Australian Banned From Owning Pets After Biting Rat's Head Off on Facebook

Matthew Maloney
Matthew Maloney, who calls himself "Mad Matt," pictured on Facebook before biting the head off of a rat. Facebook

An Australian court has banned a man from owning pets for three years after he bit the head off a rat and posted the footage to Facebook.

Matthew Maloney, who calls himself "Mad Matt," said that he did not believe that his actions were "that bad," but pleaded guilty to one count of animal cruelty at Brisbane Magistrates Court. The judge also sentenced him to 100 hours of community service.

"The impulsive way in which you dealt with the rat was, as your solicitor says, ridiculous and embarrassing," Magistrate Suzette Coates said. "It indicates that it's rabid, narcissistic, attention-seeking behavior on your behalf."

Authorities charged the 25-year-old in January after RSPCA investigators were alerted to a Facebook video posted to the page "Mad Matt's vids" in which he bites the head off of the live rat and then downs three shots of vodka.

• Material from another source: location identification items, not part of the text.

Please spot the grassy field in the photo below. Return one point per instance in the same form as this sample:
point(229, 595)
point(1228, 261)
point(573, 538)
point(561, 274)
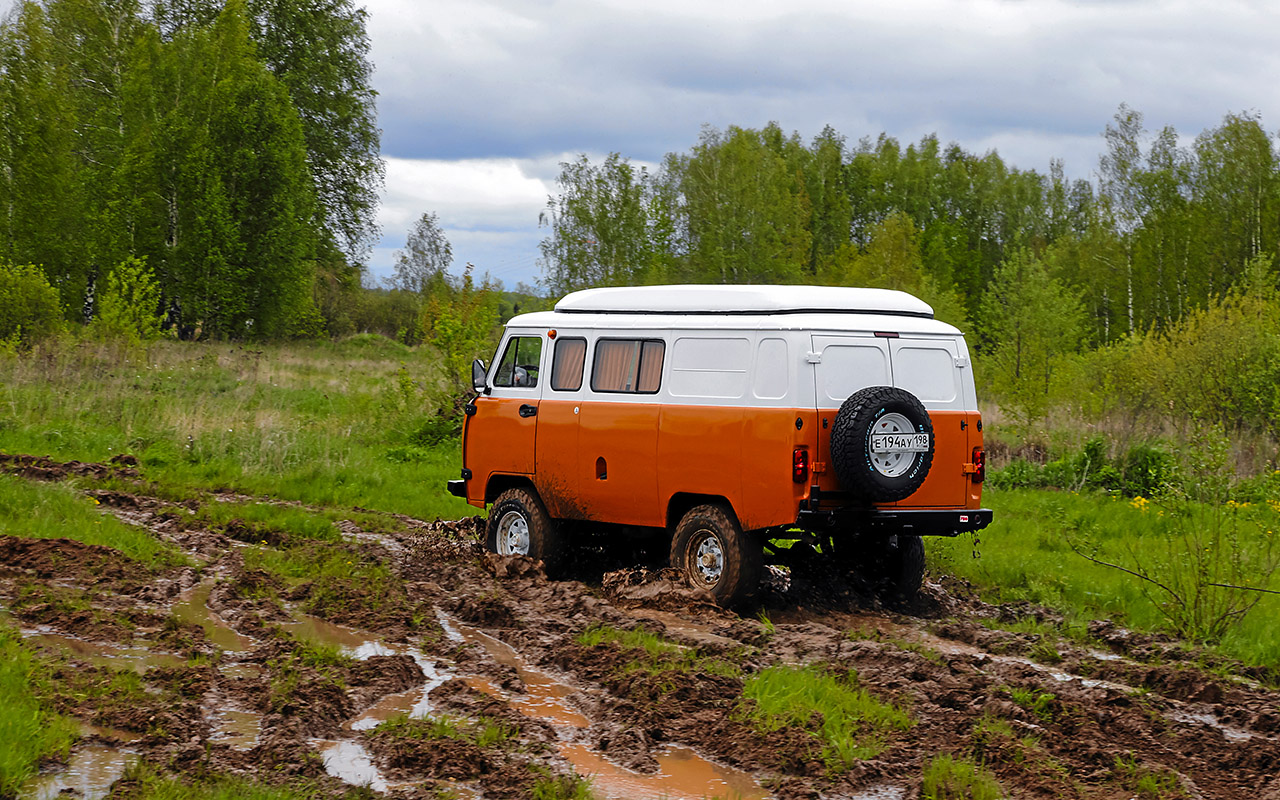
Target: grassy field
point(332, 424)
point(1027, 554)
point(355, 424)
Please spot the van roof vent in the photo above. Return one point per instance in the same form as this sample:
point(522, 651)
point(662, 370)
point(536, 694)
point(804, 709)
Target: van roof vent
point(746, 300)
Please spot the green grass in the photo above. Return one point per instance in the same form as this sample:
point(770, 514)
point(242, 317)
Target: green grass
point(51, 511)
point(327, 424)
point(854, 722)
point(30, 731)
point(956, 778)
point(272, 521)
point(1024, 556)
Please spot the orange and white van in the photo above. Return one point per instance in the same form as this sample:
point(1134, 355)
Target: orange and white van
point(730, 419)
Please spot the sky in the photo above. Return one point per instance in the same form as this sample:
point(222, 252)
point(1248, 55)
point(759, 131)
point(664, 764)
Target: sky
point(480, 100)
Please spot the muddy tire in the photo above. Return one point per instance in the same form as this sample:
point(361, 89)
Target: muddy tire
point(865, 471)
point(896, 568)
point(519, 525)
point(714, 554)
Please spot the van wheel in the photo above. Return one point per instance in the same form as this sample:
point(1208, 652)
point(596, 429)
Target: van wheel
point(864, 466)
point(519, 525)
point(714, 554)
point(896, 568)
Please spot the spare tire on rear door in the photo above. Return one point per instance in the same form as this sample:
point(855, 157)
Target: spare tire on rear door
point(882, 444)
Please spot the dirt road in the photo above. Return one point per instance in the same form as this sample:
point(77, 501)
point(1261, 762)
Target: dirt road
point(215, 667)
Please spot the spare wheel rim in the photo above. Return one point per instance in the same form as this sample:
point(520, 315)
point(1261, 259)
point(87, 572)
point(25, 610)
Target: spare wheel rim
point(891, 465)
point(513, 534)
point(708, 558)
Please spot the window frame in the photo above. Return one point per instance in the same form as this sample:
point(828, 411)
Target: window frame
point(581, 370)
point(639, 368)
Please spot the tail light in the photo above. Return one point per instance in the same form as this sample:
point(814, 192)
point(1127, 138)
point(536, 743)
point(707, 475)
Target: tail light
point(800, 465)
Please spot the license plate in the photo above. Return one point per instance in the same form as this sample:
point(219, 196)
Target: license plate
point(900, 443)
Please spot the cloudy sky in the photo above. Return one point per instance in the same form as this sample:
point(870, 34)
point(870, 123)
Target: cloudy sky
point(481, 99)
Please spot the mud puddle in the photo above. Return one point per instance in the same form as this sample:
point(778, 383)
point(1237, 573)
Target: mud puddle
point(192, 607)
point(544, 696)
point(682, 773)
point(101, 654)
point(92, 768)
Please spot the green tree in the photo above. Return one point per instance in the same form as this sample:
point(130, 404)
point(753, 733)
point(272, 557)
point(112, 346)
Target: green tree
point(611, 224)
point(1031, 324)
point(319, 50)
point(128, 306)
point(28, 306)
point(425, 257)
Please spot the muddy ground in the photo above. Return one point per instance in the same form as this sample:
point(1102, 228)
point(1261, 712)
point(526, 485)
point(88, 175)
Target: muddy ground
point(214, 668)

Two accomplices proceed to punch him in the face and hit him with a chair. Maloney then speaks to the camera, challenging viewers to "beat that." The video was viewed almost a quarter of a million times.

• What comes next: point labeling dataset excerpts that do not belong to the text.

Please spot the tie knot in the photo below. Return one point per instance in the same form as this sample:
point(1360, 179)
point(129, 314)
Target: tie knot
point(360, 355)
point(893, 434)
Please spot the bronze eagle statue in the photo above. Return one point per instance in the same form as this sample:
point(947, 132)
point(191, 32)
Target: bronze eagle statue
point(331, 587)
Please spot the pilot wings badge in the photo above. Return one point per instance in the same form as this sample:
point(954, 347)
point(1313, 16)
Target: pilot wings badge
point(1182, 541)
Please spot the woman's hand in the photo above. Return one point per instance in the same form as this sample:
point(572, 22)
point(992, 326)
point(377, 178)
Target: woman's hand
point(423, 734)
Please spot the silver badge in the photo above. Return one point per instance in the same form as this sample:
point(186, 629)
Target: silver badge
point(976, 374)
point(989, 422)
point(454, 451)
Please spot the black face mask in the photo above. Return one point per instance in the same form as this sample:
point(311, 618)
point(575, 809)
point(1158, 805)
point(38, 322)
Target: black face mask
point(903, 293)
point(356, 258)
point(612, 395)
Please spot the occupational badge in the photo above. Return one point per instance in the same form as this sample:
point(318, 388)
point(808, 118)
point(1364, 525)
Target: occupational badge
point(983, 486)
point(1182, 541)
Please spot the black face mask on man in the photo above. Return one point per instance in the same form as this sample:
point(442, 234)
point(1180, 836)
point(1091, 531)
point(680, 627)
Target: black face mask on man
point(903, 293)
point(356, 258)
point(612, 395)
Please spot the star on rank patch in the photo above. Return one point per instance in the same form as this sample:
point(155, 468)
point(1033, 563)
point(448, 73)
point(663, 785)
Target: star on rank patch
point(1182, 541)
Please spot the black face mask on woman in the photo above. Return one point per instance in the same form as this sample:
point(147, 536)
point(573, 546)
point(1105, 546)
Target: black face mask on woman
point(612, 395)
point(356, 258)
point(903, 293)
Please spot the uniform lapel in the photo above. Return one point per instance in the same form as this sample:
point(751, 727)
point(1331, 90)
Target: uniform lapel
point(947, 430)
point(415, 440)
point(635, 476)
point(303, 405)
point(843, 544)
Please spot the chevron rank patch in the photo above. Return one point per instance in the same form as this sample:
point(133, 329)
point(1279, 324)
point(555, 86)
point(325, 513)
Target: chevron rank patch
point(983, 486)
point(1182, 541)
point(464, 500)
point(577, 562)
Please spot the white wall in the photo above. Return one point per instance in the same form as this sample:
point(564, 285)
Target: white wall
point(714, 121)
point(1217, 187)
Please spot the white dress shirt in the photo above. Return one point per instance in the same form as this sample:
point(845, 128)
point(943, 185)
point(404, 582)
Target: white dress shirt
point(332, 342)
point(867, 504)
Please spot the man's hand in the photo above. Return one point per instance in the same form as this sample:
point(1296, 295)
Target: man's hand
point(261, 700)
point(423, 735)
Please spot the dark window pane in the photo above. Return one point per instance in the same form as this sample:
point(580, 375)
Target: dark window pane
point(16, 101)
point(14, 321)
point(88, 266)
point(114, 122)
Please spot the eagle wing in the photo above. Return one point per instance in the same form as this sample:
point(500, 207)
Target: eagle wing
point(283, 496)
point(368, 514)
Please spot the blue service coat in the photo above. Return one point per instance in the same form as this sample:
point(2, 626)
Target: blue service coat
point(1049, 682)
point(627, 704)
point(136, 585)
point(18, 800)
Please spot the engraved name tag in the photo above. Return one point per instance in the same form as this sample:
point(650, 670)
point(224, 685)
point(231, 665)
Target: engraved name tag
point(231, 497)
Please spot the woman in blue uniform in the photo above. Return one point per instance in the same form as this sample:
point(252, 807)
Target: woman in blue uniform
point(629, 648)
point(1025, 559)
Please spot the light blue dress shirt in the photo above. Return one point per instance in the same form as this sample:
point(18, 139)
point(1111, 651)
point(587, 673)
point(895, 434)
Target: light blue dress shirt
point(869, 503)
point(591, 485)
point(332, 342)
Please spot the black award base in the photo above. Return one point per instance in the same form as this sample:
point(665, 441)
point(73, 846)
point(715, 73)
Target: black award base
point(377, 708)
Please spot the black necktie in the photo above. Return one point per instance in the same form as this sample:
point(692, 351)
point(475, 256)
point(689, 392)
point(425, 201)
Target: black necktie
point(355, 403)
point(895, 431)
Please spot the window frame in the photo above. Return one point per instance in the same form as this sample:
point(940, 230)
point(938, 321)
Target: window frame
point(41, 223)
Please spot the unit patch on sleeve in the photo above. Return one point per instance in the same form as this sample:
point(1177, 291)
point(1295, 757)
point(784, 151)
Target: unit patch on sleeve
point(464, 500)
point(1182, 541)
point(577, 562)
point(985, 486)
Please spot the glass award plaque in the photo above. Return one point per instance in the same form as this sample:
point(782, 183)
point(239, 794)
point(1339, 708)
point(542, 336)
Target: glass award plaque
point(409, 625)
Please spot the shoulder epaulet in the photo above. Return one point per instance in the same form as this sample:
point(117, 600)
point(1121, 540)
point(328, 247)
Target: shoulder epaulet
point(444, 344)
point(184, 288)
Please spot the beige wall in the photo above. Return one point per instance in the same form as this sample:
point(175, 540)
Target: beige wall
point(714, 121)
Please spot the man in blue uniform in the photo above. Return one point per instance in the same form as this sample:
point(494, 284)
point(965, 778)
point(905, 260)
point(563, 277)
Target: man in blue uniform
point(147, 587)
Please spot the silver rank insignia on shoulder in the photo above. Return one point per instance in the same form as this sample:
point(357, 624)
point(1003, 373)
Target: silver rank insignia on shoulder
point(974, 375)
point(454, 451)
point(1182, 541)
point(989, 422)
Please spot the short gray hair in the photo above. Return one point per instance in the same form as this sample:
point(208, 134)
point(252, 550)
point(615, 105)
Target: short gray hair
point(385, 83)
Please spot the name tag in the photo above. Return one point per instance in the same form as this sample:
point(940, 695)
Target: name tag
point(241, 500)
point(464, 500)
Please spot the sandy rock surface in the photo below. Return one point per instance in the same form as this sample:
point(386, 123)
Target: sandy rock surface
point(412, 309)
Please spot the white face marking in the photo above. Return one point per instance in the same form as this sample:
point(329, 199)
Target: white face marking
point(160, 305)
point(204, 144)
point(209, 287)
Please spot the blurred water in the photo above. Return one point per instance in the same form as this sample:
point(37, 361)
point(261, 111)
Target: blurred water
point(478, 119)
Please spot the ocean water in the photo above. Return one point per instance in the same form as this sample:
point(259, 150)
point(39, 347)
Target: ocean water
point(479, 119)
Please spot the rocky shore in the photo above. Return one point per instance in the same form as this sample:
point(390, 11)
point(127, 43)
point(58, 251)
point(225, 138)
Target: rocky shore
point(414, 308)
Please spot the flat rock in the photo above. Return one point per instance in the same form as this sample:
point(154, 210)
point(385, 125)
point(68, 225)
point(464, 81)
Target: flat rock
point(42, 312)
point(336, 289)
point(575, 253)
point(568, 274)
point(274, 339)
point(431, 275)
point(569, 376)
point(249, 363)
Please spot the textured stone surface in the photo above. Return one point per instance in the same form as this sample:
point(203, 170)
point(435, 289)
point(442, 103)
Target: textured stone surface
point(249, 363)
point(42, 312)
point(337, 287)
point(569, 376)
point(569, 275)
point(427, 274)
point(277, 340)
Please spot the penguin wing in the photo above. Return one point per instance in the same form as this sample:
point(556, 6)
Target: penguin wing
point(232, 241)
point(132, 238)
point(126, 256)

"I don't think it was that bad. There's a lot of worse stuff you could have done. Buy rat poison, all that stuff, rat traps. So, yeah, I just don't think how they made it out to be."

Replying to a reporter's question about the RSPCA saying the rat would have been in severe pain, Maloney said: "Who said it was in a lot of pain? [The RSPCA] said it was in 29 seconds of pain. I don't know how they could have proven that."

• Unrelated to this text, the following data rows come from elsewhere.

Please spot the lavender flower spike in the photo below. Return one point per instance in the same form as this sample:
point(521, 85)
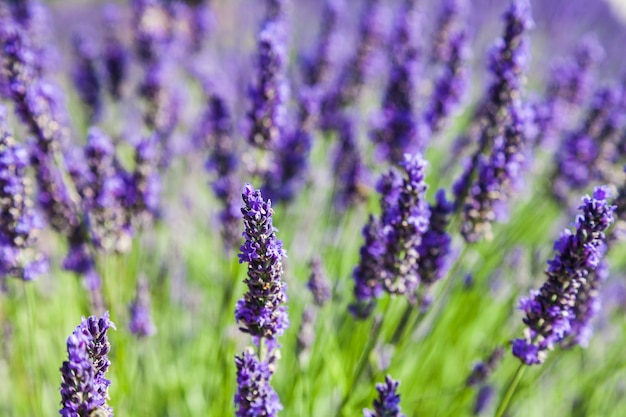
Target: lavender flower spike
point(255, 397)
point(405, 219)
point(555, 312)
point(269, 96)
point(388, 402)
point(84, 388)
point(261, 312)
point(141, 323)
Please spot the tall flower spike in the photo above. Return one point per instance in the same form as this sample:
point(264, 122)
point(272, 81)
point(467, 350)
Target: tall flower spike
point(434, 250)
point(404, 221)
point(141, 324)
point(18, 221)
point(499, 177)
point(261, 312)
point(84, 388)
point(506, 62)
point(269, 96)
point(555, 312)
point(255, 396)
point(388, 402)
point(398, 133)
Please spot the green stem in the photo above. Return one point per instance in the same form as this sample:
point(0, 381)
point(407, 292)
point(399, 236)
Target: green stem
point(360, 367)
point(504, 403)
point(34, 352)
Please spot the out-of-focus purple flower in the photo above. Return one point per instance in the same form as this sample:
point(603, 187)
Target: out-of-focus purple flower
point(19, 223)
point(434, 250)
point(104, 194)
point(348, 167)
point(255, 396)
point(261, 312)
point(450, 85)
point(388, 402)
point(215, 132)
point(499, 177)
point(268, 97)
point(114, 54)
point(86, 75)
point(318, 283)
point(446, 29)
point(483, 399)
point(141, 323)
point(152, 31)
point(317, 69)
point(368, 273)
point(560, 309)
point(351, 79)
point(84, 388)
point(398, 132)
point(506, 62)
point(405, 220)
point(580, 153)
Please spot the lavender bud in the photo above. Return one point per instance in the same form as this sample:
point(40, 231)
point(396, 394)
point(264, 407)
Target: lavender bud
point(388, 402)
point(255, 396)
point(141, 323)
point(85, 76)
point(84, 388)
point(551, 312)
point(434, 250)
point(404, 219)
point(261, 312)
point(269, 96)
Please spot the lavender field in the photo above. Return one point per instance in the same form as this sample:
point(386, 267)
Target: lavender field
point(374, 208)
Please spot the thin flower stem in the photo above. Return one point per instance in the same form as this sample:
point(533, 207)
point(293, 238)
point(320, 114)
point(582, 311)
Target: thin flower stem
point(34, 352)
point(504, 403)
point(360, 367)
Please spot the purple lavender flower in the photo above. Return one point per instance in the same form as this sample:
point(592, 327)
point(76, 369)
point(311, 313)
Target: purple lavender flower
point(443, 43)
point(261, 312)
point(318, 283)
point(84, 388)
point(104, 194)
point(19, 223)
point(434, 250)
point(215, 131)
point(560, 309)
point(578, 159)
point(348, 167)
point(507, 61)
point(498, 177)
point(141, 323)
point(398, 133)
point(404, 221)
point(317, 69)
point(269, 96)
point(115, 54)
point(352, 76)
point(450, 85)
point(388, 402)
point(85, 76)
point(255, 396)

In response to comments on the video before authorities charged him, Maloney said: "That rat in the video was a feeder rat and was always going to die. I fed the body to my snake after the video and it wasn't wasted.

"I killed that rat ten-times quicker than the snake could of," he continued. "I'm sure 90 percent of you have rat poison and rat traps in your homes right now. So stop acting like a bunch of sissies and accept the food chain."

The RSPCA said that it was satisfied with Maloney's conviction. "I think that he was wanting attention from social media and I don't think he gave much thought as to what he was actually doing in terms of the pain and suffering that he was causing to that animal," RSPCA prosecutor Georgia Sakrzewski said.